Here's an easy post. The digital marketing team at publisher McMillan USA created this very funny instructional video to educate you on how a book goes from something in the writer's head to international best seller. Check it out.

Friday, April 03, 2009

For Poetry Month - ED

Poem 1354
by Emily Dickinson

The Heart is the Capital of the Mind --
The Mind is a single State --
The Heart and the Mind together make
A single Continent --

One -- is the Population --
Numerous enough --
This ecstatic Nation
Seek -- it is Yourself.

BEDA, Day 3

I'm all distracted and busy and can't focus on making a coherent blog entry. I just want to laugh and cry and shake and sing. Hey look, I'm doing all four at once!

Wow, look how everyone's running away. Bye!

But today is day 3 of Blog Every Day in April (BEDA) so I had to put something down, right?

For the first time in a forever I fee like maybe, just maybe, I know what I'm doing. This is rare phenomenon in writers and thus deserves thorough documentation.


Like, my plot is flowing, my ideas make sense, I feel like I understand my character. I've done this before, and I can do it again. AND, I'm not the only one who thinks so.

(And I don't mean that my parents think I'm great. They do, God love them, but that's not what I'm talking about here. People unrelated to me in any way think I know what I'm doing. So it just might be true. On a side note, parents who think you are great are the best thing in life and if you have/had that, then you WIN.)

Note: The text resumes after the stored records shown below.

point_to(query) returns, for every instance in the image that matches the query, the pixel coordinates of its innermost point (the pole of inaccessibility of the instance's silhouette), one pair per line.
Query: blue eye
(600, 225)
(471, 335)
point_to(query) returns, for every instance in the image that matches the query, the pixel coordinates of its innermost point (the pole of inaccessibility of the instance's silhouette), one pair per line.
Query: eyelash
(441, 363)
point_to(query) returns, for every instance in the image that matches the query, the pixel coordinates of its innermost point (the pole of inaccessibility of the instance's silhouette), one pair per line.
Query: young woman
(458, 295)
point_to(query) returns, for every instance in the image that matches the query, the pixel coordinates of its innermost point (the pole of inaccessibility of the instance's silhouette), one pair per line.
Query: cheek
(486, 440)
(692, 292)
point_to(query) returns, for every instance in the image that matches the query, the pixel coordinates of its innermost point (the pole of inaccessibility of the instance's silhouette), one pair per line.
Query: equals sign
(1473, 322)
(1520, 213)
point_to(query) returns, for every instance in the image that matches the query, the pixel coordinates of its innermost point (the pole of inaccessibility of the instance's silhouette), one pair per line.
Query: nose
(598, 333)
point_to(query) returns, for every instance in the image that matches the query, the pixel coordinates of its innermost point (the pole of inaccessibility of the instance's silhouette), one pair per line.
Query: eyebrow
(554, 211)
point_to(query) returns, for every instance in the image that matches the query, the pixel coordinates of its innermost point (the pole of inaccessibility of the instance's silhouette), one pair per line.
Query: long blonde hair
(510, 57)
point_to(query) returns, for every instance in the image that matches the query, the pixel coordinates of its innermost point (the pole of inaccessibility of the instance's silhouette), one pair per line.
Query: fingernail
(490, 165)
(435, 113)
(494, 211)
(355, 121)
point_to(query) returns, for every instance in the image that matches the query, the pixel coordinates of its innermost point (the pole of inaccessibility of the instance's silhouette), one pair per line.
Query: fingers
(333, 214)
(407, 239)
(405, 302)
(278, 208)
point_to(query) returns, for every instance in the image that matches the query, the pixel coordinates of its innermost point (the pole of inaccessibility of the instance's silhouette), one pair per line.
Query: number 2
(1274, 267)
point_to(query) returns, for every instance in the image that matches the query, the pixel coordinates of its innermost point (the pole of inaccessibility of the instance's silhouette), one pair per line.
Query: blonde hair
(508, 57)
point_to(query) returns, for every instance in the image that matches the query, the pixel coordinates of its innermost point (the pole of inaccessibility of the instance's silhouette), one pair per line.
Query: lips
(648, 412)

Off now to crank out a few more pages before my class deadline, then whooshing off to a big party tonight on a flower-decked patio overlooking the lights of Hollywood. (Ooh, how glamorous! There will even be fudgie oatmeal bars at this party, thanks to my friend Brian, so you know it's gonna be great. Oh, and cupcakes. And well, maybe some alcohol.)

Have a good Friday night!

Thursday, April 02, 2009

Writing is Hard

It's day number two of Blog Every Day April! Once this blog is done I'll be two for two! Go, me!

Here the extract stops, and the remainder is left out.